Followings are the two different types of nearest neighbor classifiers used by scikit-learn −

S.No.	Classifiers & Description
1.	KNeighborsClassifier The K in the name of this classifier represents the k nearest neighbors, where k is an integer value specified by the user. Hence as the name suggests, this classifier implements learning based on the k nearest neighbors. The choice of the value of k is dependent on data.
2.	RadiusNeighborsClassifier The Radius in the name of this classifier represents the nearest neighbors within a specified radius r, where r is a floating-point value specified by the user. Hence as the name suggests, this classifier implements learning based on the number neighbors within a fixed radius r of each training point.

Nearest Neighbor Regressor

It is used in the cases where data labels are continuous in nature. The assigned data labels are computed on the basis on the mean of the labels of its nearest neighbors.

Followings are the two different types of nearest neighbor regressors used by scikit-learn −

KNeighborsRegressor

The K in the name of this regressor represents the k nearest neighbors, where k is an integer value specified by the user.
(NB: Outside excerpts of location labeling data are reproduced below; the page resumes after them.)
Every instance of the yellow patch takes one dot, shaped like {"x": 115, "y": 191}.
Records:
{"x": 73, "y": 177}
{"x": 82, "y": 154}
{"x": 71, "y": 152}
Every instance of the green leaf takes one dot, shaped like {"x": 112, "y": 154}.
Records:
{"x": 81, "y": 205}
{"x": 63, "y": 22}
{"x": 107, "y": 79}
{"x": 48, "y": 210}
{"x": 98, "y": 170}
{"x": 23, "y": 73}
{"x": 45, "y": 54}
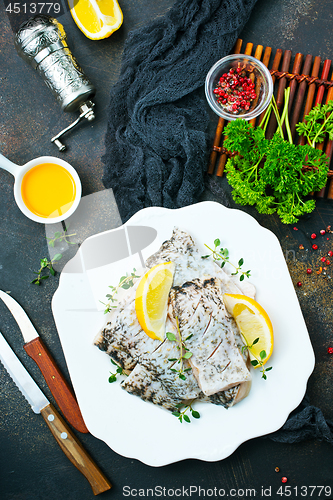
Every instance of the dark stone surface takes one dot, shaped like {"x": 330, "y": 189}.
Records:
{"x": 31, "y": 464}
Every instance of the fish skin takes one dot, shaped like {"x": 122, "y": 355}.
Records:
{"x": 181, "y": 250}
{"x": 124, "y": 341}
{"x": 216, "y": 360}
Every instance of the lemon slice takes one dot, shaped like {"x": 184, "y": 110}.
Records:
{"x": 151, "y": 299}
{"x": 253, "y": 322}
{"x": 97, "y": 19}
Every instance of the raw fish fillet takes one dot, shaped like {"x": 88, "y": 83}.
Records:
{"x": 148, "y": 360}
{"x": 216, "y": 362}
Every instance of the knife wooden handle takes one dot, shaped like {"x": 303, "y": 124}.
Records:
{"x": 74, "y": 450}
{"x": 58, "y": 386}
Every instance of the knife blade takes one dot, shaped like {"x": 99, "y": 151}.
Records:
{"x": 60, "y": 430}
{"x": 37, "y": 350}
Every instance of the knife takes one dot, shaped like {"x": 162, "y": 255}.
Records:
{"x": 36, "y": 349}
{"x": 60, "y": 430}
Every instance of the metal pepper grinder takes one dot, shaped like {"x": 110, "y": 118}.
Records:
{"x": 41, "y": 41}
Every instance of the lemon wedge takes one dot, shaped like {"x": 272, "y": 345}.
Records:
{"x": 253, "y": 323}
{"x": 151, "y": 299}
{"x": 97, "y": 19}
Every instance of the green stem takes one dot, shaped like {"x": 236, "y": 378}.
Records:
{"x": 313, "y": 144}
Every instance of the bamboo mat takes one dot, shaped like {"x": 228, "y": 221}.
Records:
{"x": 307, "y": 76}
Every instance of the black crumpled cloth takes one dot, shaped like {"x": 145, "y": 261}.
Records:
{"x": 306, "y": 422}
{"x": 156, "y": 142}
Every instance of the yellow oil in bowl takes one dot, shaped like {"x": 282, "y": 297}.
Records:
{"x": 48, "y": 190}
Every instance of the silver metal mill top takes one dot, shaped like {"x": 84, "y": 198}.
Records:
{"x": 41, "y": 42}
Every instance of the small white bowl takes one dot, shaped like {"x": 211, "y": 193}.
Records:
{"x": 19, "y": 172}
{"x": 263, "y": 81}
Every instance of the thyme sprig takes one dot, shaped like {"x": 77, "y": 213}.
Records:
{"x": 46, "y": 266}
{"x": 119, "y": 371}
{"x": 181, "y": 415}
{"x": 184, "y": 353}
{"x": 125, "y": 282}
{"x": 222, "y": 254}
{"x": 257, "y": 362}
{"x": 61, "y": 236}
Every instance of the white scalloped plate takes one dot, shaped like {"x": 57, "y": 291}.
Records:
{"x": 140, "y": 430}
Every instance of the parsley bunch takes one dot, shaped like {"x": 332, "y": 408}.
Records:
{"x": 276, "y": 175}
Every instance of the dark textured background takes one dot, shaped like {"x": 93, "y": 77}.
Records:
{"x": 31, "y": 464}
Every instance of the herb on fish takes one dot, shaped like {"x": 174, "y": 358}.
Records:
{"x": 222, "y": 254}
{"x": 184, "y": 352}
{"x": 258, "y": 362}
{"x": 45, "y": 266}
{"x": 58, "y": 236}
{"x": 275, "y": 175}
{"x": 181, "y": 415}
{"x": 119, "y": 371}
{"x": 125, "y": 282}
Hence, as the name suggests, this regressor implements learning based on the k nearest neighbors. The choice of the value of k is dependent on data. Lets understand it more with the help of an implementation example.

Followings are the two different types of nearest neighbor regressors used by scikit-learn −

Implementation Example

In this example, we will be implementing KNN on data set named Iris Flower data set by using scikit-learn KNeighborsRegressor.
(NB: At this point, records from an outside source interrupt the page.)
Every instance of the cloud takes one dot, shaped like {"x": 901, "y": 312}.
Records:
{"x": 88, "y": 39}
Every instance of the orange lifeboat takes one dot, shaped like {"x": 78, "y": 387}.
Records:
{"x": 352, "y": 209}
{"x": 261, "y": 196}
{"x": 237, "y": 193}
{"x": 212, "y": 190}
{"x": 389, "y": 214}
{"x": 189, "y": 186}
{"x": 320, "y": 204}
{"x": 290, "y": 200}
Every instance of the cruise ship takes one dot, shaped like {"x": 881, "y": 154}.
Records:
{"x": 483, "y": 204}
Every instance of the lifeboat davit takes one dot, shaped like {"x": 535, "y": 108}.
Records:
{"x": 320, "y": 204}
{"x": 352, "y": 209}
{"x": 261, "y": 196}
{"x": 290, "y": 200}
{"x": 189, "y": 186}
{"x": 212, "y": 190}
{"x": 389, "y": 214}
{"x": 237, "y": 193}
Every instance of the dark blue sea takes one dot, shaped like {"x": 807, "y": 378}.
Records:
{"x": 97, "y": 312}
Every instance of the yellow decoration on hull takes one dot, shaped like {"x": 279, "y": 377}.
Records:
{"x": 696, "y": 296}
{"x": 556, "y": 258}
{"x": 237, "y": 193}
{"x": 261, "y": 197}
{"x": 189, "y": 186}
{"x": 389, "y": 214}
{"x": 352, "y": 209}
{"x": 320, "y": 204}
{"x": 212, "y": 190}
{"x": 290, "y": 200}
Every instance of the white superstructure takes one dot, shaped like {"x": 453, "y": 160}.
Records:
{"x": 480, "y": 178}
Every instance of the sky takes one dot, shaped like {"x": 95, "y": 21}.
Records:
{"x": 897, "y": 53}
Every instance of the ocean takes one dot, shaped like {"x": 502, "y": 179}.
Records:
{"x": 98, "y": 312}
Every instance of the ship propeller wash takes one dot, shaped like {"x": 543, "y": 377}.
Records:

First, import the iris dataset as follows −

from sklearn.datasets import load_iris
iris = load_iris()

Now, we need to split the data into training and testing data. We will be using Sklearn train_test_split function to split the data into the ratio of 70 (training data) and 20 (testing data) −

X = iris.data[:, :4]
y = iris.target
from sklearn.model_selection import train_test_split
X_train, X_test, y_train, y_test = train_test_split(X, y, test_size = 0.20)

Next, we will be doing data scaling with the help of Sklearn preprocessing module as follows −

from sklearn.preprocessing import StandardScaler
scaler = StandardScaler()
scaler.fit(X_train)
X_train = scaler.transform(X_train)
X_test = scaler.transform(X_test)

Next, import the KNeighborsRegressor class from Sklearn and provide the value of neighbors as follows.

Example

import numpy as np
from sklearn.neighbors import KNeighborsRegressor
knnr = KNeighborsRegressor(n_neighbors = 8)
knnr.fit(X_train, y_train)

Output

KNeighborsRegressor(
   algorithm = 'auto', leaf_size = 30, metric = 'minkowski',
   metric_params = None, n_jobs = None, n_neighbors = 8, p = 2,
   weights = 'uniform'
)

Example

Now, we can find the MSE (Mean Squared Error) as follows −

print ("The MSE is:",format(np.power(y-knnr.predict(X),4).mean()))

Output

The MSE is: 4.4333349609375

Example

Now, use it to predict the value as follows −

X = [[0], [1], [2], [3]]
y = [0, 0, 1, 1]
from sklearn.neighbors import KNeighborsRegressor
knnr = KNeighborsRegressor(n_neighbors = 3)
knnr.fit(X, y)
print(knnr.predict([[2.5]]))

Output

[0.66666667]

Complete working/executable program

from sklearn.datasets import load_iris
iris = load_iris()
X = iris.data[:, :4]
y = iris.target
from sklearn.model_selection import train_test_split
X_train, X_test, y_train, y_test = train_test_split(X, y, test_size=0.20)
from sklearn.preprocessing import StandardScaler
scaler = StandardScaler()

scaler.fit(X_train)
X_train = scaler.transform(X_train)
X_test = scaler.transform(X_test)

import numpy as np
from sklearn.neighbors import KNeighborsRegressor
knnr = KNeighborsRegressor(n_neighbors=8)
knnr.fit(X_train, y_train)

print ("The MSE is:",format(np.power(y-knnr.predict(X),4).mean()))

X = [[0], [1], [2], [3]]
y = [0, 0, 1, 1]
from sklearn.neighbors import KNeighborsRegressor
knnr = KNeighborsRegressor(n_neighbors=3)
knnr.fit(X, y)
print(knnr.predict([[2.5]]))

RadiusNeighborsRegressor

The Radius in the name of this regressor represents the nearest neighbors within a specified radius r, where r is a floating-point value specified by the user. Hence as the name suggests, this regressor implements learning based on the number neighbors within a fixed radius r of each training point. Lets understand it more with the help if an implementation example −

Implementation Example

In this example, we will be implementing KNN on data set named Iris Flower data set by using scikit-learn RadiusNeighborsRegressor −

First, import the iris dataset as follows −

from sklearn.datasets import load_iris
iris = load_iris()

Now, we need to split the data into training and testing data. We will be using Sklearn train_test_split function to split the data into the ratio of 70 (training data) and 20 (testing data) −

X = iris.data[:, :4]
y = iris.target
from sklearn.model_selection import train_test_split
X_train, X_test, y_train, y_test = train_test_split(X, y, test_size=0.20)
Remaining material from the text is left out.